Storm-1175: China-Linked Medusa Ransomware in 24 Hours

Published April 8, 2026 · by ALGERIATECH Editorial

⚡ Key Takeaways

Microsoft has linked China-based Storm-1175 to Medusa ransomware campaigns exploiting 16+ vulnerabilities across 10 software products, with full deployment in under 24 hours. Two zero-days in GoAnywhere MFT and SmarterMail were weaponized before patches existed. Healthcare, education, and finance are the primary targets.

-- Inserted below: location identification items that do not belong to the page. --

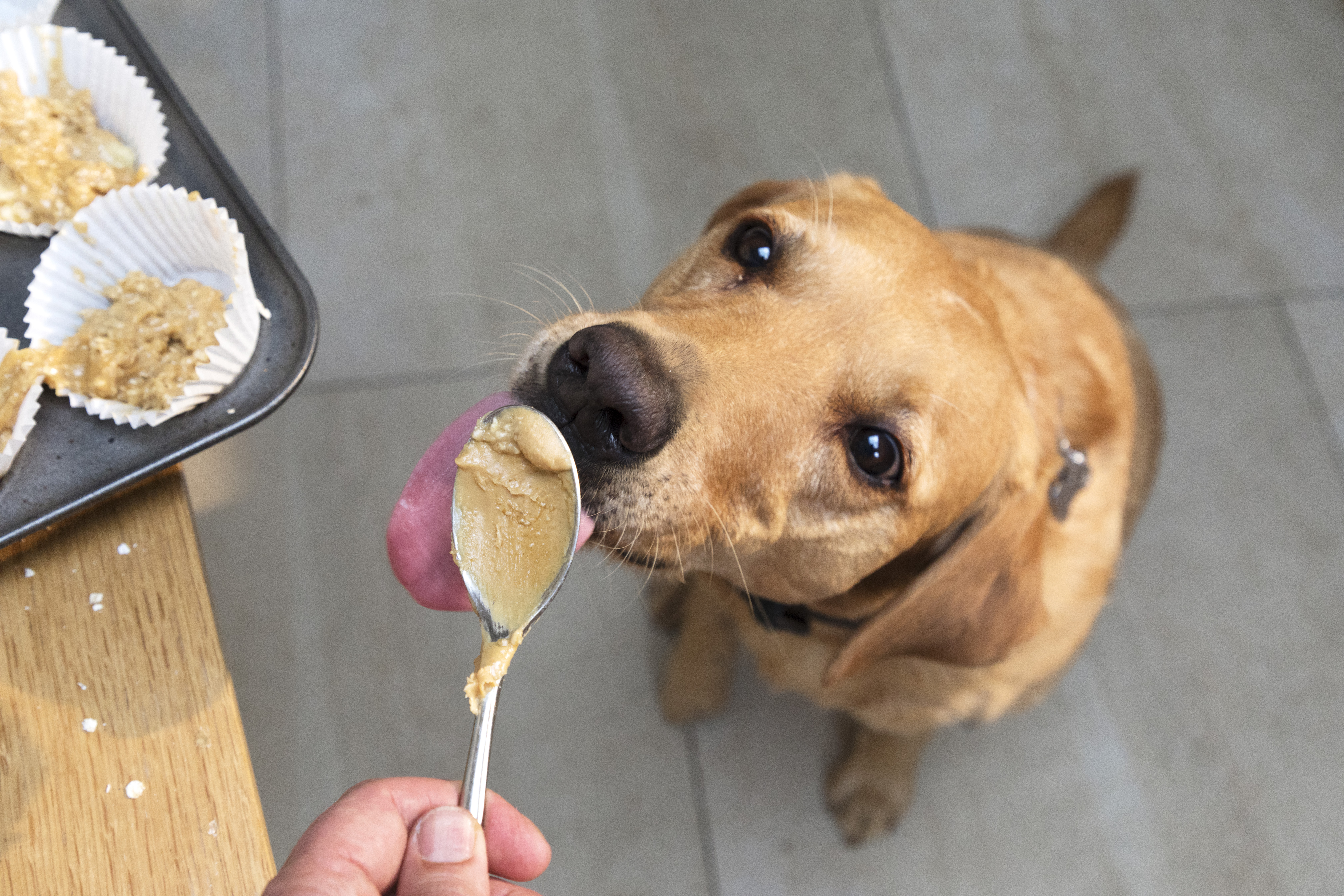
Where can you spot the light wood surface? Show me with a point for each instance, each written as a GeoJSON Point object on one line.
{"type": "Point", "coordinates": [148, 670]}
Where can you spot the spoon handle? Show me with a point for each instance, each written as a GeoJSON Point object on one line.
{"type": "Point", "coordinates": [479, 758]}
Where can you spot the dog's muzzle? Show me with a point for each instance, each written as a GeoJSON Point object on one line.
{"type": "Point", "coordinates": [613, 393]}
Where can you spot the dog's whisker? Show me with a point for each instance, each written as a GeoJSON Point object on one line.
{"type": "Point", "coordinates": [826, 177]}
{"type": "Point", "coordinates": [490, 299]}
{"type": "Point", "coordinates": [561, 284]}
{"type": "Point", "coordinates": [746, 589]}
{"type": "Point", "coordinates": [577, 283]}
{"type": "Point", "coordinates": [677, 542]}
{"type": "Point", "coordinates": [522, 269]}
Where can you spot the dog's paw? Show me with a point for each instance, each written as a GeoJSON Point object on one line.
{"type": "Point", "coordinates": [865, 815]}
{"type": "Point", "coordinates": [871, 786]}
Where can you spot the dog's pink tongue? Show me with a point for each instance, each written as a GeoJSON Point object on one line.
{"type": "Point", "coordinates": [421, 530]}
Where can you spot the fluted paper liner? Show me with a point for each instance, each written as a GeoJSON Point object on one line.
{"type": "Point", "coordinates": [166, 234]}
{"type": "Point", "coordinates": [15, 14]}
{"type": "Point", "coordinates": [27, 412]}
{"type": "Point", "coordinates": [122, 99]}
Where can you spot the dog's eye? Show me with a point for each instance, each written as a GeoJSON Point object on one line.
{"type": "Point", "coordinates": [755, 246]}
{"type": "Point", "coordinates": [878, 455]}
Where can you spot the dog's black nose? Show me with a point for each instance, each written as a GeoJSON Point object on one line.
{"type": "Point", "coordinates": [616, 393]}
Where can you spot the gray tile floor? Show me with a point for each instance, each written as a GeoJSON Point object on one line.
{"type": "Point", "coordinates": [413, 152]}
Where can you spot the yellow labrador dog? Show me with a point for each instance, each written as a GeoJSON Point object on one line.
{"type": "Point", "coordinates": [898, 465]}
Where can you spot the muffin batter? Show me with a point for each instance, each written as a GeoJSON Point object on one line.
{"type": "Point", "coordinates": [57, 159]}
{"type": "Point", "coordinates": [143, 347]}
{"type": "Point", "coordinates": [517, 515]}
{"type": "Point", "coordinates": [19, 370]}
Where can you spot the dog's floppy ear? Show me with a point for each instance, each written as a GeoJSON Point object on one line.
{"type": "Point", "coordinates": [972, 606]}
{"type": "Point", "coordinates": [764, 193]}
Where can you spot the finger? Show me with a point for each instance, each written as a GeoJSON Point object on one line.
{"type": "Point", "coordinates": [445, 855]}
{"type": "Point", "coordinates": [363, 839]}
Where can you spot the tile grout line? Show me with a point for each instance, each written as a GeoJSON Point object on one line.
{"type": "Point", "coordinates": [381, 382]}
{"type": "Point", "coordinates": [702, 811]}
{"type": "Point", "coordinates": [897, 100]}
{"type": "Point", "coordinates": [1311, 387]}
{"type": "Point", "coordinates": [439, 377]}
{"type": "Point", "coordinates": [276, 116]}
{"type": "Point", "coordinates": [1289, 296]}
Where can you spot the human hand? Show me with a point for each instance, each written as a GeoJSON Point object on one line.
{"type": "Point", "coordinates": [410, 832]}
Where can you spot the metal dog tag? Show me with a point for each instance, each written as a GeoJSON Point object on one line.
{"type": "Point", "coordinates": [1073, 476]}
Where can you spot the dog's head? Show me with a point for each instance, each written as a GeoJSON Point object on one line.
{"type": "Point", "coordinates": [815, 400]}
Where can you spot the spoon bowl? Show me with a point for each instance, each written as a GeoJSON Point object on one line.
{"type": "Point", "coordinates": [479, 756]}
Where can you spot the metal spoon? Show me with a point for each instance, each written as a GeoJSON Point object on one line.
{"type": "Point", "coordinates": [479, 754]}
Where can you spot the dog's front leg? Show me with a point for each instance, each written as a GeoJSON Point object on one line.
{"type": "Point", "coordinates": [871, 785]}
{"type": "Point", "coordinates": [699, 671]}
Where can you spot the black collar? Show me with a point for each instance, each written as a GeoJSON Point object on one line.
{"type": "Point", "coordinates": [795, 619]}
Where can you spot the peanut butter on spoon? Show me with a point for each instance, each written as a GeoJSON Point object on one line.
{"type": "Point", "coordinates": [515, 530]}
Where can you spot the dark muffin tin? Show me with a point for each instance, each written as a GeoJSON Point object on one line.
{"type": "Point", "coordinates": [73, 460]}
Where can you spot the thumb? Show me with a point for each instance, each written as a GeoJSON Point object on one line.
{"type": "Point", "coordinates": [445, 856]}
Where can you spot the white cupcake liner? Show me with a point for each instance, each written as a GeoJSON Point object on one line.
{"type": "Point", "coordinates": [122, 99]}
{"type": "Point", "coordinates": [15, 14]}
{"type": "Point", "coordinates": [166, 234]}
{"type": "Point", "coordinates": [27, 412]}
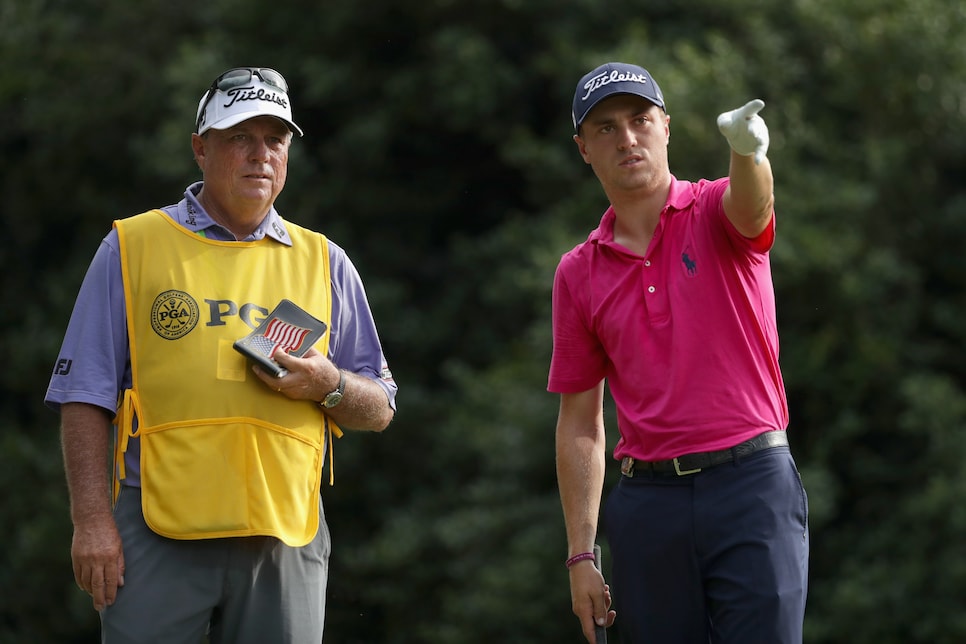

Bottom Line: Audit all internet-facing instances of the 10 named software products immediately and compress patch cycles to days, not weeks.

Read Full Analysis ↓

🧭 Decision Radar

Relevance for Algeria
High
▾

Algeria’s healthcare digitization push and expanding internet-facing government services use many of the same software products targeted by Storm-1175 (Exchange, Ivanti, ConnectWise). Patch cycles in Algerian organizations are typically slower than the 24-hour exploitation window.

Infrastructure Ready?
No
▾

Most Algerian organizations lack dedicated SOC teams, automated patch management, and network segmentation needed to defend against this speed of attack. CERT.dz exists but coverage is limited.

Skills Available?
Limited
▾

Algeria has a small but growing cybersecurity workforce. However, incident response capabilities for ransomware at nation-state speed are virtually nonexistent outside a handful of large institutions.

Action Timeline
Immediate
▾

Organizations running any of the 10 targeted software products should verify patch status today. The vulnerability window Storm-1175 exploits is measured in days, not months.

Key Stakeholders
CERT.dz, Ministry of Health IT directors, Algerian bank CISOs, university IT administrators, Sonatrach and Sonelgaz security teams, managed service providers.

Decision Type
Tactical
▾

This requires immediate defensive action: audit web-facing assets, accelerate patching for the named products, monitor for RMM tool misuse, and establish exfiltration detection for Rclone-like traffic patterns.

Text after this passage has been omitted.